Parents of sporty kids – I can GUARANTEE you’ll sometimes get it wrong. Here’s what to do about it…

Stanger Pro Parent Top Tips

I don’t know if you saw it online, but people have been sharing a video of a parent at a football match who shoves his son to ‘help’ him save a goal.  I’ve made loads of mistakes as a parent, so I wonder about the motives of people who shared this video.  Is trial by social media REALLY the best way to improve our parenting!?!

However, this has given me the opportunity to share a couple of ideas that I hope might be useful when you do get parenting ‘wrong’.  If your kids play sport, there are loads of people on hand to provide support to their learning.  This includes coaches, fellow competitors and parents or guardians.  But who’s on hand to provide feedback to help you? If you’re serious about becoming the best parent you can be, you WILL need some help.
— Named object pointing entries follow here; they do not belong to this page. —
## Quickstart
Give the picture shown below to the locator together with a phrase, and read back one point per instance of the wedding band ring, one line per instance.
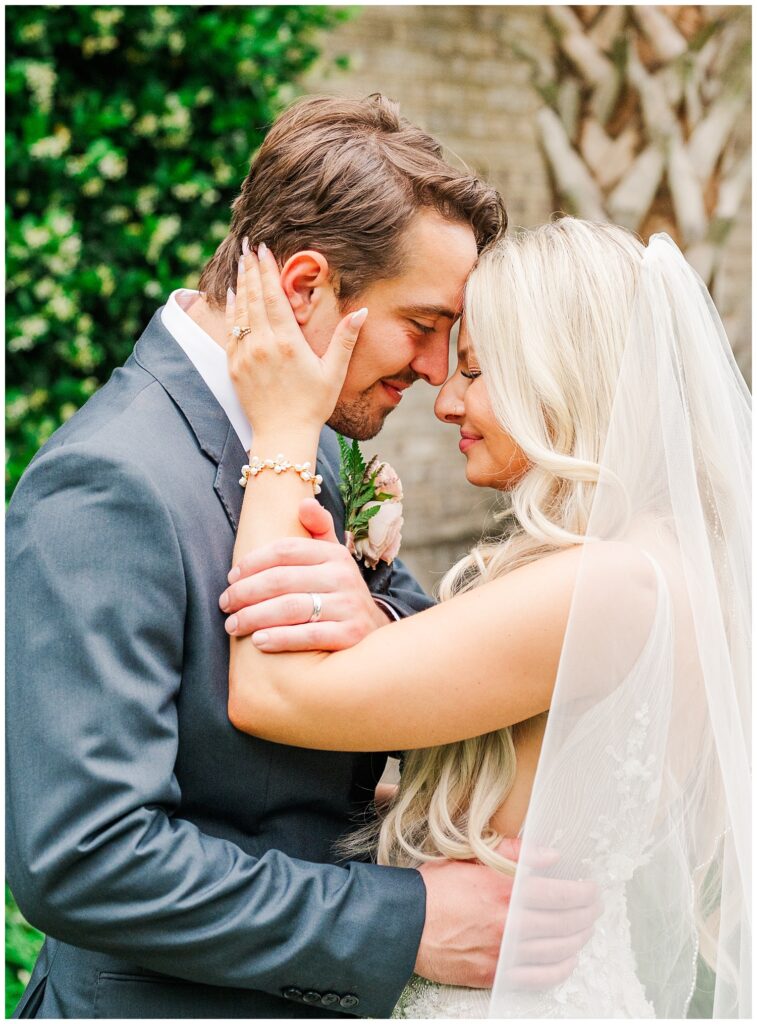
(317, 605)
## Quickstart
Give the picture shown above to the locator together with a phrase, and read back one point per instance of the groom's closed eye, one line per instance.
(424, 328)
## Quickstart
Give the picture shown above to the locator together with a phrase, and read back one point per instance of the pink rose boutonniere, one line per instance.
(373, 504)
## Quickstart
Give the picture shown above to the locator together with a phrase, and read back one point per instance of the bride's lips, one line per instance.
(394, 390)
(467, 440)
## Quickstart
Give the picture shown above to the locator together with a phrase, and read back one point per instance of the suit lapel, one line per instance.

The tricky thing about this is that other parents and coaches will probably find it difficult to talk to you about what you do in case you get upset, angry or argumentative!  With this in mind, the idea I want you to think about is to identify someone close to you – partner/fellow parent/coach – and ask them to be in charge of giving you feedback (I purposely didn’t include asking your kids to give you feedback as I want to cover the do’s and don’ts of this approach in a future article).

Once you’ve selected someone it’s CRUCIAL to make it ‘safe’ for them to give you feedback.  Do this by saying you are happy to get their comments and that you’ll commit to think about them and what you can learn.  If you’re the one providing feedback, make sure you encourage them to think about WHY what they’re doing might negatively impact on their child’s learning by using questions.

This could be something like, “what impact do you think it could have on your daughter when you shout at the referee?” or “I’ve noticed your son seems to hesitate when you shout out what you think he should do.  How do you think that affects him learning how to be a good decision maker?”

Using questions to help parents think about what they do and how this might affect their kids isn’t easy but with commitment you’ll find a way!